Although no world title was at stake, the scheduled 12-round catchweight contest carried major significance. The winner would move into position for a shot at WBA junior middleweight champion Davey Moore. Duran weighed 152 kilos, while Cuevas got here in at 149. Each fighters were guaranteed $50,000 plus a share of the closed-circuit television revenue, and the event produced a live gate of $408,000.

From the opening bell, Duran boxed with the precision that had made him certainly one of the game’s all-time greats. He established a pointy left jab, controlled the gap and repeatedly beat Cuevas to the punch, stopping the hard-hitting Mexican from setting his feet.

Cuevas tried to force exchanges, but Duran calmly slipped punches, answered with crisp combos and showed little concern for his opponent’s feared power. By the tip of the second round, it was clear Duran was dictating every aspect of the fight.

Duran took complete control within the third round. A crushing left hook rocked Cuevas, and a right uppercut moments later left the previous champion badly shaken. Cuevas continued pressing forward, but his punches lacked their usual authority as Duran picked him apart with superior timing, accuracy and ring generalship.

The top got here at 2:26 of the fourth round. A strong right hand badly hurt Cuevas and drove him toward the ropes. Duran poured on the attack, scoring the primary knockdown and forcing referee James Jen Kin to manage a count. When the motion resumed, Duran wasted little time, drilling Cuevas with a right-left-right combination that sent him to the canvas for the second time.

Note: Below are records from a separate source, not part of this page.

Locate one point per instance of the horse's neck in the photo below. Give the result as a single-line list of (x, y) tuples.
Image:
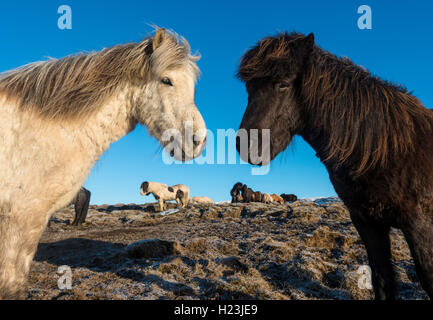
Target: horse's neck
[(112, 122)]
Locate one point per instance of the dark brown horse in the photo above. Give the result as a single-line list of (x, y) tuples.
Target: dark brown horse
[(375, 139)]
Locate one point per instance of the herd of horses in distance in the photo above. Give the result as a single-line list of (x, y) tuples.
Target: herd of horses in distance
[(240, 193), (373, 137)]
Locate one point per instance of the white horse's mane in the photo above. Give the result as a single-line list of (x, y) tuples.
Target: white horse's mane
[(77, 85)]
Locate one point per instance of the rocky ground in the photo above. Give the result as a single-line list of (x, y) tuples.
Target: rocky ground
[(303, 250)]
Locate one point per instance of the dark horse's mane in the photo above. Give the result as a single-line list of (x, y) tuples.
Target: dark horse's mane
[(369, 120)]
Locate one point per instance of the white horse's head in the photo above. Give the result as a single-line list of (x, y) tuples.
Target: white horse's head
[(168, 106)]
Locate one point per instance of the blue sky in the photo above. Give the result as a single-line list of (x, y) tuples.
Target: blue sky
[(398, 48)]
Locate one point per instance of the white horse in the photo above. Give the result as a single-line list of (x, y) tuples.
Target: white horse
[(59, 116)]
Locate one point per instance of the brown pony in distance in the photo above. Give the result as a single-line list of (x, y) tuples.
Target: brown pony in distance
[(375, 139)]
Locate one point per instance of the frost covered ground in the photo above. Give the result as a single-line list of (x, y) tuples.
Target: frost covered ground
[(305, 250)]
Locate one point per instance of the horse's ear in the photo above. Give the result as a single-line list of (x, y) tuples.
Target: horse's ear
[(158, 39), (309, 41)]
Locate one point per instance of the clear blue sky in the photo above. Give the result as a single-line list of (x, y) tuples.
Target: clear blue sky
[(398, 48)]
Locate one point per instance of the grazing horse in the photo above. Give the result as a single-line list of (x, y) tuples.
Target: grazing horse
[(81, 206), (236, 192), (59, 116), (375, 139), (289, 197)]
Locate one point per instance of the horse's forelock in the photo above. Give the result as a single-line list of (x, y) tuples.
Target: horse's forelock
[(174, 53), (76, 86), (263, 60)]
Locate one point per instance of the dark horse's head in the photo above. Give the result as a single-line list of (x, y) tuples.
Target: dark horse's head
[(271, 71)]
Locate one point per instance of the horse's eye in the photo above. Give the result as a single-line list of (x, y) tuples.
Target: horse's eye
[(166, 81), (283, 85)]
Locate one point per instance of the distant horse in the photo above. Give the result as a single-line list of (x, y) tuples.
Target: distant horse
[(289, 197), (375, 139), (162, 193), (236, 192), (59, 116), (81, 206)]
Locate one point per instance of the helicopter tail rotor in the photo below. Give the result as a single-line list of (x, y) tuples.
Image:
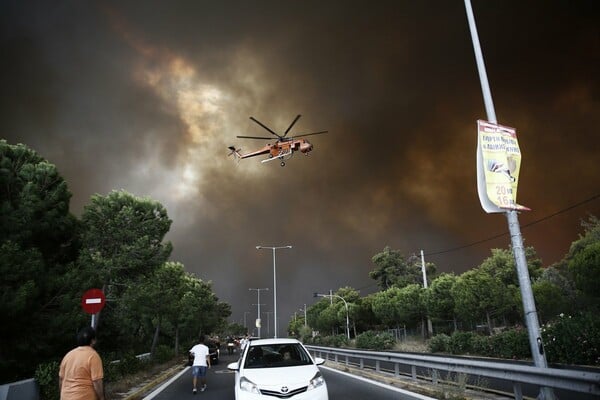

Cuevas climbed to his feet, but manager Lupe Suarez immediately threw within the towel to spare his fighter further punishment. The official result was a fourth-round technical knockout, the 56th knockout victory of Duran’s remarkable profession.

The victory answered lingering questions on whether Duran remained an elite fighter after the Leonard and Laing setbacks. Relatively than being remembered as one other faded former champion, “Hands of Stone” had reminded the boxing world why he was considered certainly one of the game’s biggest competitors.

Duran improved to 75-4 and earned the chance he wanted. Later that 12 months, he challenged the unbeaten Davey Moore for the WBA junior middleweight championship and stopped him in eight rounds to capture a world title in a 3rd weight class, completing certainly one of boxing’s finest profession revivals.

Cuevas fell to 29-8. Once certainly one of the game’s most feared punchers, he never again reached championship level, fighting only sporadically before retiring in 1989.

Today, Duran’s destruction of Cuevas is remembered because the performance that reignited his Hall of Fame profession. It erased much of the doubt surrounding his future and set the stage for his memorable championship overcome Moore later that 12 months.